Чиновничьи партийные идеи били фонтаном. Известный в годы самых активных преобразований юрист Гойхберг вполне серьезно предлагал вообще заменить по закону семью коммунистической партией. Писатель Леонид Леонов предлагал праздновать Новый год 21 декабря, в день рождения Сталина. Полагаете, этот тип мышления уже весь в прошлом? Как бы не так! Выступая недавно по радио «Свобода», я изложил свою мысль, что с кем бы в нашей стране ни боролись, а с дураками не связывались никогда. Дурак, особенно пролетарского происхождения, с поколениями неграмотных предков в биографии, был ценим и любим системой особенно, он был верен ей – и она ему тоже. Как же завопила после этих моих слов коммунистическая «Рабочая газета»: «Он называет всех советских людей дураками!» А я ведь не всех назвал, а только тех, кто не боролся с наследственной темнотой, вышел благодаря ей в государственные чиновники, стал решать судьбы страны. И наладил такую жизнь, при которой всех прочих, так сказать, «держали за морду».

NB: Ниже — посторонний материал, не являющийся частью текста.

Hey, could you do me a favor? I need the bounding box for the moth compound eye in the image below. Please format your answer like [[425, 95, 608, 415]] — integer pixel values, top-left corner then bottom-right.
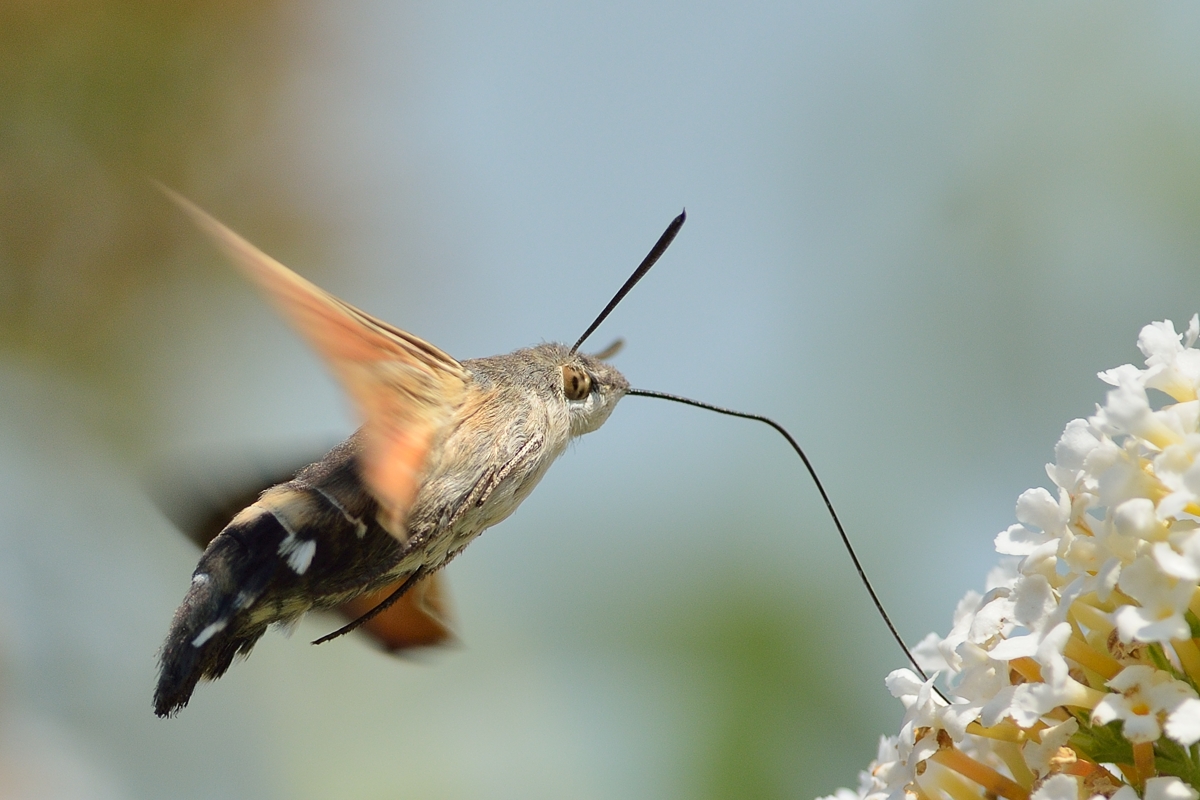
[[563, 363, 592, 399]]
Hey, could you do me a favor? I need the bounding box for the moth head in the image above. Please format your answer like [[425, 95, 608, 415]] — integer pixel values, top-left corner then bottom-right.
[[559, 353, 629, 437]]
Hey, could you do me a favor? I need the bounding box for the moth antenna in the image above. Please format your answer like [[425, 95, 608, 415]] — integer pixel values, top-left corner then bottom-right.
[[592, 338, 625, 361], [571, 209, 688, 354], [625, 389, 949, 703]]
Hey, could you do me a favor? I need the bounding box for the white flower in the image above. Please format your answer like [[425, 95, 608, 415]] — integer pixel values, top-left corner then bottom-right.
[[834, 315, 1200, 800], [1092, 664, 1196, 744], [1116, 555, 1196, 642], [1145, 777, 1200, 800]]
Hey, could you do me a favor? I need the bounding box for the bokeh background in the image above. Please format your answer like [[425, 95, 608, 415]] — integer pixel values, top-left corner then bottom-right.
[[0, 0, 1200, 800]]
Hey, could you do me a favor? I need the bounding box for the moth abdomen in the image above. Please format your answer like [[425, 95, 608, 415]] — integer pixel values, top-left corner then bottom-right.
[[155, 515, 283, 716], [155, 449, 402, 716]]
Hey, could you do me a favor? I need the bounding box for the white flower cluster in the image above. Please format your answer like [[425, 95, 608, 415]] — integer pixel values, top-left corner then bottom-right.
[[832, 317, 1200, 800]]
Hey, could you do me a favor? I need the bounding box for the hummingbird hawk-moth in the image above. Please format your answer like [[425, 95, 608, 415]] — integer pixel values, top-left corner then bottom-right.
[[154, 190, 924, 716], [154, 190, 684, 716]]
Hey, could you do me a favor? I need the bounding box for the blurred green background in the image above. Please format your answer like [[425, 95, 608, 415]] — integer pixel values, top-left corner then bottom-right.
[[0, 0, 1200, 800]]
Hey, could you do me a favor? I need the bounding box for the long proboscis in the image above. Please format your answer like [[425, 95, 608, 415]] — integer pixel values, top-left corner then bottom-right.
[[571, 209, 688, 353], [625, 389, 949, 702]]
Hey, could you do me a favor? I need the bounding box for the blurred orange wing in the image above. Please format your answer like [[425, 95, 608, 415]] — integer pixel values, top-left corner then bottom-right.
[[163, 187, 468, 541], [337, 572, 454, 652]]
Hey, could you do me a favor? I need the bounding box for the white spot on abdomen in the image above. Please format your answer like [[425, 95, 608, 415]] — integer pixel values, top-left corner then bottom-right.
[[192, 619, 229, 648], [280, 534, 317, 575]]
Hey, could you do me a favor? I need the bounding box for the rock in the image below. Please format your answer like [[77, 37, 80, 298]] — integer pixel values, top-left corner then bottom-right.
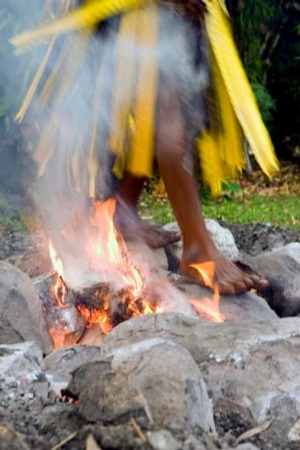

Я никогда не мог привыкнуть к тому, что мой отец просыпался ночью, если у подъезда тормозил со скрипом автомобиль, и уже не мог заснуть до утра. Жили мы тесно, и я видел, как он молча глядит в потолок, всю жизнь беззащитный против системы, где чиновники изобрели спецавтомобиль для арестов. Мы редко говорили в семье на все эти темы, просто молчали. Тема молчания пришла ко мне через много лет, когда стало возможно рассуждать вслух и я написал в «Литературной газете» статью с занимательной арифметикой. Просто посчитал, что если погибло сорок (это самая малая цифра) миллионов людей, то каждый из них заслужил хотя бы по минуте молчания. Сорок миллионов минут. Пересчитайте на своем калькуляторе – это больше семидесяти шести лет молчания. В последнем Верховном Совете бывшей страны, слушая очередную речь о том, что коммунистам, мол, не дали завершить начатое, я посоветовал оратору заткнуться хотя бы на три четверти столетия – просто из уважения к тем, кого замучили во имя бредовых идеалов, схоластических выдумок. Я категорически против охоты на ведьм и выцарапывания глаз друг другу. Но я и против того, чтобы все прегрешения валились в одну кучу. Большинство из нас не святы и знают, чем платили за выживание. Но палачом или доносчиком можно было стать исключительно добровольно. И чиновником с пальчиками в крови – тоже. Поэтому откровенность – единственный способ достойно выжить. Книги вроде этой – свидетельские показания на бесконечном суде. Сегодня всем больно.

Как правильно пелось: «Я другой такой страны не знаю!» В правительстве царской России в канун большевистского переворота было около 20 министров. Когда Горбачев пришел к власти, он получил в подчинение 615 чиновников министерского ранга. При Ельцине даже все думские депутаты специальным законом присвоили себе министерские зарплаты и привилегии. А чаво? Покойная компартия, неутомимо рвущаяся сегодня воскреснуть и возвратиться во власть, была самым серьезным чиновничьим орденом в государстве. Ее теоретики выдумали немало всякой ерунды о будущем и про отмирание государства. Но никогда они не заикались про отмирание партии, на эту тему опасно было даже умничать. Все стены моей страны были покрыты цитатами из книг, не подлежащих обсуждению. Другое дело, что читали мы их невнимательно…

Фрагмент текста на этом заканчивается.